Este acontecimiento festivo era celebrado con mucha algarabía acompañado de bailes, música, comida, poniendo de manifiesto un universo de constelaciones materiales y simbólicas. Según Fernando Sarango, para los pueblos suramericanos el Año Nuevo llega cada 21 de junio. Esta representación cíclica del tiempo significa también las edades del Sol: Este nace cuando llega el invierno; en primavera se convierte en adulto; durante el verano envejece y muere en otoño. Es un proceso de cambio y transformación que comparte la naturaleza en general.
Por otra parte, en las comunidades andinas del Ecuador, estas festividades responden a cuatro celebraciones importantes, que representan los ciclos de la naturaleza y que tienen relación con los solsticios y los equinoccios.

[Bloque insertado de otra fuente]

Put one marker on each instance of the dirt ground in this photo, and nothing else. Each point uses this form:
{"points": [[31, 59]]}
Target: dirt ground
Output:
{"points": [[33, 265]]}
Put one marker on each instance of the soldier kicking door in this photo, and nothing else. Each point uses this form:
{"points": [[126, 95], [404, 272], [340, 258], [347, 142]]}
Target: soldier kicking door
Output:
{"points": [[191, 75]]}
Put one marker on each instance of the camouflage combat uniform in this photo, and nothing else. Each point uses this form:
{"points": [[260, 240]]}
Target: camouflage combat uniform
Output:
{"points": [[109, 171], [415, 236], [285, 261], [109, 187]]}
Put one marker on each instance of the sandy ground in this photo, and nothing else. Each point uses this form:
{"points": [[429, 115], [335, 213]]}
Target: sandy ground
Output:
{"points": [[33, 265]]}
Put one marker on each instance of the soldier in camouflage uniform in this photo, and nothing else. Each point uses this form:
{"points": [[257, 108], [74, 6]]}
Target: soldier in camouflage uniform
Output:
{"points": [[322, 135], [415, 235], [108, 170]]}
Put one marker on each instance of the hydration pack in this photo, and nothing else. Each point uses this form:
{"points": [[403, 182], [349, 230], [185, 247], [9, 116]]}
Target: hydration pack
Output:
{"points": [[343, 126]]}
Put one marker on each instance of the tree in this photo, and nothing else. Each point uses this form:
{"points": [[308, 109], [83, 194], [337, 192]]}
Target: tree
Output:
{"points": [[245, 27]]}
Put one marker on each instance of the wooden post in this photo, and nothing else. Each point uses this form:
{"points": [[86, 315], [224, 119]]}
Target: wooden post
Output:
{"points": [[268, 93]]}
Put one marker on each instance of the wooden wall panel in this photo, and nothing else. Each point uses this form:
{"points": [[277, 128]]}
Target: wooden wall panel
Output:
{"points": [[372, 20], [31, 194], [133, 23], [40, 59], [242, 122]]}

El 21 de junio el Inti Raymi o Fiesta del Sol es el ciclo en que se celebra la cosecha de los frutos maduros; es una época para disfrutar y agradecer por lo sembrado y lo cosechado. El Koya Raymi se celebra el 21 de septiembre, ciclo dedicado a la mujer y a la killa o Luna. Este es el tiempo que representa la fertilidad y la cultura, “para sembrar hay que preparar la tierra para recibir los frutos”. El Kapak Raymi, que coincide con el solsticio de invierno y de acuerdo al calendario gregoriano (antes o después del 21 de diciembre), en esta fecha se celebra el nacimiento, las plantas empiezan a dejar ver sus primeras hojas. Finalmente, una vez que germinaron las hojas y salen los frutos se celebra el Pawkar Raymi, antes y después del 21 de marzo; es el tiempo de agradecer por las bondades y generosidad de la Madre Tierra.
A través de estos ciclos y celebraciones rituales, según lo registran los conocimientos y saberes ancestrales, se agradece al Dios Sol, a la Madre Tierra, a la Hermana Luna y a todos los habitantes de la naturaleza. Son tiempos para purificarse, armonizarse y para renacer. Este proceso se lo hace a través de ofrendas, con la presencia de los cuatro elementos de la naturaleza; es decir acompañadas del fuego sagrado, la tierra, el aire y el agua de la vertiente que purifique y limpie las malas energías para recibir el nuevo ciclo.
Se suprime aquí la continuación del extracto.